There are several tools available to predict the secondary structure of a protein. One tool that combines the results of few of them is PELE on SDSC Biology WorkBench. According to this tool, the protein's secondary structure is mostly alpha helices and coils with some beta strands around the structure.

Predicted Secondary Structure of NOXP20 (based on results from PELE)

=== Interactions ===
There is not proof of any interactions that the FAM114A1 protein has with other proteins in the human body.
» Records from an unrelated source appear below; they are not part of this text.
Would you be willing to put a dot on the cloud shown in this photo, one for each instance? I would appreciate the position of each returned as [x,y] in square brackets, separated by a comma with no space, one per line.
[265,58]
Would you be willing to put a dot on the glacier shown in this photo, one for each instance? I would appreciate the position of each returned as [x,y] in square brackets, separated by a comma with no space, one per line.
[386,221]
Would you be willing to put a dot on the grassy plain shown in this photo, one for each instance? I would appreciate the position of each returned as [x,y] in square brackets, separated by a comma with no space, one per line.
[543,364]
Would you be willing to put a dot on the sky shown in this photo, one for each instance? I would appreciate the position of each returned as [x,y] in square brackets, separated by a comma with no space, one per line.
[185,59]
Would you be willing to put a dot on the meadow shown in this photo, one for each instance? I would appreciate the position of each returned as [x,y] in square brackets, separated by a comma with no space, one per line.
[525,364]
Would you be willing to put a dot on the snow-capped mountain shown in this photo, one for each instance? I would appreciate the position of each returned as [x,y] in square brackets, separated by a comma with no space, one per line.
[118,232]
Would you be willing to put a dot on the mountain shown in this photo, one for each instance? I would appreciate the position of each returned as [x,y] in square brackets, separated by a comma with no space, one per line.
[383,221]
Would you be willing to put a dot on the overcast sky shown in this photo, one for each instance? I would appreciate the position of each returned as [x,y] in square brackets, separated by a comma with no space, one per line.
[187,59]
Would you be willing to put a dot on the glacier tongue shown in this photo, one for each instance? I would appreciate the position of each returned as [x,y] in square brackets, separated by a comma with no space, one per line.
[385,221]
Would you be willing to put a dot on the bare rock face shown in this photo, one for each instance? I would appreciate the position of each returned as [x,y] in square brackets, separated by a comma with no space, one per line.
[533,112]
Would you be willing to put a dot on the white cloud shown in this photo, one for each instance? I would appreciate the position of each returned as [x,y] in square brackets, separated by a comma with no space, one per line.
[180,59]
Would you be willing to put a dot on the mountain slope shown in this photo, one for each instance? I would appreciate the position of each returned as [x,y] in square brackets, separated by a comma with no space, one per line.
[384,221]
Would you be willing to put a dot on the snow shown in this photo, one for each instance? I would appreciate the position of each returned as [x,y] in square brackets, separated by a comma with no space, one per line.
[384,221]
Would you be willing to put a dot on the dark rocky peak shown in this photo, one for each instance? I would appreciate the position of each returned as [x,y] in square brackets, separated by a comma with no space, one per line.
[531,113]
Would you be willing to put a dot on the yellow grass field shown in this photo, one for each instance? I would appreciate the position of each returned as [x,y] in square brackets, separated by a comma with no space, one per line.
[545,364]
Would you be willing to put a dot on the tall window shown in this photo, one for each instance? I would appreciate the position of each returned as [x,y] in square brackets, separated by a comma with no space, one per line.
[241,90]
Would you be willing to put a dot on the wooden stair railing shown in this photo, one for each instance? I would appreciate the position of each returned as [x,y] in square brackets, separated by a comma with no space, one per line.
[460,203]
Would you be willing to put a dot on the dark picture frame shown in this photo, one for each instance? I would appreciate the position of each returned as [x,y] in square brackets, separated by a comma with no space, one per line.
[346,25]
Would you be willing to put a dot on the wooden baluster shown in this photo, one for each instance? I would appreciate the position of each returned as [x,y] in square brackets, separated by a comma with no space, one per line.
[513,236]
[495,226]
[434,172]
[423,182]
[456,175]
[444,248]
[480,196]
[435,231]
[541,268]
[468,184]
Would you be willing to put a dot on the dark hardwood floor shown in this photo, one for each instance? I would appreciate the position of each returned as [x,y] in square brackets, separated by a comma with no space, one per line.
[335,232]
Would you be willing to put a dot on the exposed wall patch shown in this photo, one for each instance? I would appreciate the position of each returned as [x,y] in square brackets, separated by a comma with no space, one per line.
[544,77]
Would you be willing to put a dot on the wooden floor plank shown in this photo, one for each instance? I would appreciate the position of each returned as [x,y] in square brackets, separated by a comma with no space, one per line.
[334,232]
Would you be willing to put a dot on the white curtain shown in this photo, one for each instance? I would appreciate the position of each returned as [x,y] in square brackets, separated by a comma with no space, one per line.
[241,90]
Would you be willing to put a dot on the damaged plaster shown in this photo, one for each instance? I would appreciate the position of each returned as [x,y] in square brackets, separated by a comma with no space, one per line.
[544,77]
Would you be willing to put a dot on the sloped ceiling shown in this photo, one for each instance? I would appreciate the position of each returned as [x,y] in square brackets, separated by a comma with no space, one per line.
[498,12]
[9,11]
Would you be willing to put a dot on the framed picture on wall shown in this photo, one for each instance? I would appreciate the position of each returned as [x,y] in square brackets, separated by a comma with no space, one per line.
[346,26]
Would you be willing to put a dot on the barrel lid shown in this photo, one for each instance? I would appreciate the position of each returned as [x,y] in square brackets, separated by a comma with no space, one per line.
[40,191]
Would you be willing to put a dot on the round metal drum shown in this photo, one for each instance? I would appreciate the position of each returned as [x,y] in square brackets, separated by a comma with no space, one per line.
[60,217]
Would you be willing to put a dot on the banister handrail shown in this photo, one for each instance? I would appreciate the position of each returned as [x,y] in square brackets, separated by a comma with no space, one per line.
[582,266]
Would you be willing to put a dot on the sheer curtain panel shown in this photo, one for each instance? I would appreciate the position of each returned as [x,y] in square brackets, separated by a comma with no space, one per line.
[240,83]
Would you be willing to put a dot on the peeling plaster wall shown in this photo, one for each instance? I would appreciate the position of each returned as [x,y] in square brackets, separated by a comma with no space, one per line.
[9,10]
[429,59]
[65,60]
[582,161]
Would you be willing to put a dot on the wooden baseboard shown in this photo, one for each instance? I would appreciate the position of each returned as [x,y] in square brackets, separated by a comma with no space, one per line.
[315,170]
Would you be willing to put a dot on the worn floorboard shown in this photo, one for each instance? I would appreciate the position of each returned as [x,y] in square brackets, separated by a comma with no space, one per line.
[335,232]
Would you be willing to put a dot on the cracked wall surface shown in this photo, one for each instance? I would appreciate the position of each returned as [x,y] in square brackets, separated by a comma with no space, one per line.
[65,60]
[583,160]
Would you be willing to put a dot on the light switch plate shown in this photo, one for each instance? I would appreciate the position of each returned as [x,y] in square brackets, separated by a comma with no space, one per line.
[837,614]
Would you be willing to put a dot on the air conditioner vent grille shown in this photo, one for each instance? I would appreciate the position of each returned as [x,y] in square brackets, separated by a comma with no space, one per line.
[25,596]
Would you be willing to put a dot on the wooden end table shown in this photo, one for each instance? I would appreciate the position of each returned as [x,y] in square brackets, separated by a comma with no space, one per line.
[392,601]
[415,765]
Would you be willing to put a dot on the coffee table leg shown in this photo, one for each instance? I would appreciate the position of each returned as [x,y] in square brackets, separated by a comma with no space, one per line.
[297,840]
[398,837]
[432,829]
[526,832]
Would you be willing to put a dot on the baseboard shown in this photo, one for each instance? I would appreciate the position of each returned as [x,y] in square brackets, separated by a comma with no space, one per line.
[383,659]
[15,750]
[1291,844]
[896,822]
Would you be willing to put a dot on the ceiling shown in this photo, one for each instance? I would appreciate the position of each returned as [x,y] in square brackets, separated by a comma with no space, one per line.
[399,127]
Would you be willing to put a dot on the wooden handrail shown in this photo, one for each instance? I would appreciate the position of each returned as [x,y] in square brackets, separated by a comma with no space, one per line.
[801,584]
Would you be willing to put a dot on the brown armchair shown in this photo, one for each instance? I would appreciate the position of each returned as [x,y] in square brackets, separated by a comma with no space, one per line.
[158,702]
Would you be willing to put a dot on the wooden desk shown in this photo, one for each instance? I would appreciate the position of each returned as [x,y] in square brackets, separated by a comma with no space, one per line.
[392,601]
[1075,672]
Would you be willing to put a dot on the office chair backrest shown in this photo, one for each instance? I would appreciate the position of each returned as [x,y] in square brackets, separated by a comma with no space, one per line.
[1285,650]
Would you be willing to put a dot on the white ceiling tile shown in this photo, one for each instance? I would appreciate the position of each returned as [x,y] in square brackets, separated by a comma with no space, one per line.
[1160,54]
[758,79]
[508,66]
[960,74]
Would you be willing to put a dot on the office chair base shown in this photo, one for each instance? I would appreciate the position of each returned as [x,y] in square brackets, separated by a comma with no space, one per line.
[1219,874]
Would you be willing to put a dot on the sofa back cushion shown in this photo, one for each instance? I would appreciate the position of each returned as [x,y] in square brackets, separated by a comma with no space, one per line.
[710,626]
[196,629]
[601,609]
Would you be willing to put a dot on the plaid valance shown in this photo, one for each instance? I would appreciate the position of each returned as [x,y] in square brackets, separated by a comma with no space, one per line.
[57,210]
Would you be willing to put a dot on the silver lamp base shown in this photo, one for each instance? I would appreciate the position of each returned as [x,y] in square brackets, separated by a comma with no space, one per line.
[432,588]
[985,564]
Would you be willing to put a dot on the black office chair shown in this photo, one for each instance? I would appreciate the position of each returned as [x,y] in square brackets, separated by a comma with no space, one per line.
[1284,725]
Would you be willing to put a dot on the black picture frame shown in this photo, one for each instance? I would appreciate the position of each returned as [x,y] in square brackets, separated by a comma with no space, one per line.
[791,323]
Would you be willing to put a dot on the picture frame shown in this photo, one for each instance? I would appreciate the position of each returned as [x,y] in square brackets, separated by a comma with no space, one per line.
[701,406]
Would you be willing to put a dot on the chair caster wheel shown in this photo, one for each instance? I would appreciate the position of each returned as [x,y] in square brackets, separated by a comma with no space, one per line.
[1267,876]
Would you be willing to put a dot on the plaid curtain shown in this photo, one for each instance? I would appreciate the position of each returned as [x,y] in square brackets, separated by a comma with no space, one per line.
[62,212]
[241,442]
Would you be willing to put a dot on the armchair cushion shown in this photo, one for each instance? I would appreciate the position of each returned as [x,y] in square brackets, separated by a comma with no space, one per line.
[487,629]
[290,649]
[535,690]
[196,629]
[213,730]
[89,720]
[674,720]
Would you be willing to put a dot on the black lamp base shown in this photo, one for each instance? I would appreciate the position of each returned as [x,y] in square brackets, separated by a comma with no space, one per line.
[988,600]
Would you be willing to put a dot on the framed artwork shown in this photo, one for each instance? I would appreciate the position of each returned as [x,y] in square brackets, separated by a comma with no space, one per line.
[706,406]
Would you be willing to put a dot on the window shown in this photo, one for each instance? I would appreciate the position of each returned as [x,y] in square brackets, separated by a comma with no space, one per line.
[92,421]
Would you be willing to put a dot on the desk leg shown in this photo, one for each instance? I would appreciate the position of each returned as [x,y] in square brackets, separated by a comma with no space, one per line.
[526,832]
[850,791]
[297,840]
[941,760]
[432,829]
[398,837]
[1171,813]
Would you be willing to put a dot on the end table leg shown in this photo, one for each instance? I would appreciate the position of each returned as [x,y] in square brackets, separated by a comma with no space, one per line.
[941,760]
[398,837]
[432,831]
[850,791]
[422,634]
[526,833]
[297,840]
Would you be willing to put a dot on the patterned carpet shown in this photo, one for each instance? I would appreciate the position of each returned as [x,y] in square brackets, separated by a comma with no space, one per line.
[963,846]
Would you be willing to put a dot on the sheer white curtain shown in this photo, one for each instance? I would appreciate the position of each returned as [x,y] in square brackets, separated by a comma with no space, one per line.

However, an interaction between FAM114A1 and CDGSH iron sulfur domain 2 was detected in mice.
There is 77% identity and 83% similarity between the amino acids of NOXP20 in the two species (Homo sapiens and Mus musculus). Due to the close relation between the two species we can assume that NOXP20 has the same interaction in humans.

=== Function ===
The exact function of NOXP20 is still not well understood. However, there has been evidence that the protein carries a caspase recruiting domain on it. Knowing that caspase is involved in apoptosis, this information leads us to believe that NOXP20 could have a role in apoptosis and regulation of cell proliferation.